Conventional systems have been proposed to assist the operator in slowing and stopping a train prior to a stop point. These conventional systems typically utilize braking tables, which may illustrate a projected speed of the train over a projected time or distance leading up to the stop point. Thus, based on the braking tables, the operator can selectively activate the braking system such that the actual speed of the train tracks the projected speed, until the train stops at the stop point. However, use of these conventional braking tables has several shortcomings.
Some conventional braking tables do not consider the actual train parameters, which may significantly impact its braking performance, such as mass, for example. Instead, the conventional braking tables presume conservative parameters of a hypothetical train, such as a maximum mass, in order to maintain a conservative speed projection. The conventional braking tables may presume other conservative factors which minimize braking performance, and maintain the conservative speed projection, such as a maximum length of the train, a wet weather condition, and/or minimal rail braking adhesion, for example. Although these conventional braking tables presume conservative factors in order to ensure that the train does not pass the stop point, the actual train parameters may provide a far greater braking performance, which would allow the train to delay braking for a later time/distance, and thus improve its overall efficiency. Although other conventional braking tables have been proposed which attempt to consider the actual train parameters, these braking tables merely consider estimates of the actual train parameters, which may have large magnitudes of error. Since the braking curve is only as accurate as the accuracy of the inputted train parameters, these conventional braking tables may convey inaccurate information to the train operator.

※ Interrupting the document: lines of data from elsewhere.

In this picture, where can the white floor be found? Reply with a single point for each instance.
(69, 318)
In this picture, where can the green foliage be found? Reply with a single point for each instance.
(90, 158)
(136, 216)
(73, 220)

Accordingly, there is a need in the industry to optimize these braking tables, such that they are not overly conservative and thus not causing the train to commence braking at a premature time or distance, to thereby improve the operating efficiency of the train. Additionally, there is a need to optimize the braking tables, such that the actual train parameters used to determine the braking tables are verified, and thus the braking table accurately reflects the actual braking capability of the train.